A phrase used by James Girmian and Barry Boyce in their 2001 book Rules of Victory: How to Transform Chaos and Conflict-Strategies from The Art of War, Sun Tzu say that another phrase that companions with the Big Picture is Getting the Whole View. They refer to the necessity, in solving any conflict, of getting the Whole View, that is the ability of being able to step back and see how all the incremental parts of any chaotic conflict are interdependent. Western culture has the view that everything around us is separate from us, and separate from one another. In actual practice, nothing is separate, and everything is interdependent, giving and taking continually, from each of the parts to add to the whole.
So Sun Tzu advocated for this perspective in minimizing conflict, and perhaps ending it altogether in its given context. One definition of how our lives function in the world, as taught in General Semantics, is this: life is an organism as a whole, functioning within a system, in a specific context or environment. Go to www.generalsemantics.org for more information on this definition. This definition is almost equivocally the same as the concept of interdependency.
So, let’s say your adolescent is giving you major stress (and you are to her probably if you’re honest with yourself) and frustration due to her search for individuality and identity. What do you do? Try detaching a little and get a Bigger Picture of what's going on in your daughter's life and this may help you to reach your goal at getting at the heart of the conflict. What elements of adolescence are you dealing with in this conflict? What stressors is she dealing with in life right now? What methods are you using to resolve this conflict between her and you? Think back in time about your own adolescence—what stresses did you have? What conflicts did you have with your parents and other authority figures? Did you ever get in trouble for exerting your autonomy? How did you feel around the opposite sex?
In this way, you are attempting to get a bigger picture rather than just viewing this conflict with your teenager as oppositional, adversarial, or anti-authoritarian. When you have done this kind of personal, self-reflective work, it will most likely keep you from falling into the fatal trap of what may be called tunnel vision, or an emotional commitment to ignorance.

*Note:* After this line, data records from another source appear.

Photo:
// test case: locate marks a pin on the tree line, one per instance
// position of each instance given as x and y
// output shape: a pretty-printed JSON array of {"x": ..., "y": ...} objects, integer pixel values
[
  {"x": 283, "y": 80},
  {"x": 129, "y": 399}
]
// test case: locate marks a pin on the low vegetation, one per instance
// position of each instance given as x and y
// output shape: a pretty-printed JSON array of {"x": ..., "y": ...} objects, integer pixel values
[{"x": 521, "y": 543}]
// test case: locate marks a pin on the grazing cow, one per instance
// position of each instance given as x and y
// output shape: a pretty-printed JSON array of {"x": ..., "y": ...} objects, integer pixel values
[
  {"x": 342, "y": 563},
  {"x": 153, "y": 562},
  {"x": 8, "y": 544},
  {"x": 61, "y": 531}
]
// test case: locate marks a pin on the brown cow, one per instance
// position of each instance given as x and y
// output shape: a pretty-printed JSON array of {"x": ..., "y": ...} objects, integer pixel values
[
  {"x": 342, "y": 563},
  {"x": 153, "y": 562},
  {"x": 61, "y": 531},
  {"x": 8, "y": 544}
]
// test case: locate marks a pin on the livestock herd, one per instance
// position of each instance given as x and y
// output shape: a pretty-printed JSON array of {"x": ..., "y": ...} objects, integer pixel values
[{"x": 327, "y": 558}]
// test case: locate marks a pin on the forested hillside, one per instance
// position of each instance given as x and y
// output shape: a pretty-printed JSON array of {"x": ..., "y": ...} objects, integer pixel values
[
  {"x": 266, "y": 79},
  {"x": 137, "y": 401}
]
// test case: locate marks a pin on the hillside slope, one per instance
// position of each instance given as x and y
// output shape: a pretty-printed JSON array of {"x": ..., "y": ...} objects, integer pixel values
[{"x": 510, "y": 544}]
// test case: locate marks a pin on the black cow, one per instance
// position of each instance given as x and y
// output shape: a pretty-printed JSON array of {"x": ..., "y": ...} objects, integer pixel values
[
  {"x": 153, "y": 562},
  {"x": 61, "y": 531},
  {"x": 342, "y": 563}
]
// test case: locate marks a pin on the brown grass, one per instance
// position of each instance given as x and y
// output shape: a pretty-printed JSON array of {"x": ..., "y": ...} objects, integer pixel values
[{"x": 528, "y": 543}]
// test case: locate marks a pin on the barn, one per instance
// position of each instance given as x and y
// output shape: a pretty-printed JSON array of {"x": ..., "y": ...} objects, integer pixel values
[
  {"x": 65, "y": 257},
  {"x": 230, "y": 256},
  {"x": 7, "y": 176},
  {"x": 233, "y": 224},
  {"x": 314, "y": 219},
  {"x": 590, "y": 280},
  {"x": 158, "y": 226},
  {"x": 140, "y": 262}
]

Practicing seeing the Big Picture and Getting a Whole View will help you in your ordinary way of living.
Some other books may be helpful in learning how to develop the Big Picture View of Sun Tzu:
1. Cleary, Thomas (translator and commentary). (1996).The Lost Art of War. New York: HarperCollins Publishers.
2. The Demma Translation Group. (2001).The Art of War: The Demma Translation. Boston: Shambhala Publications, Inc.
3. Revell, Donald. (2007).The Art of Attention: A Poet’s Eye. Saint Paul: Graywolf Press.
4. James Trapp (translator). (2012).The Art of War by Sun Tzu. New York: Chartwell Books, Inc.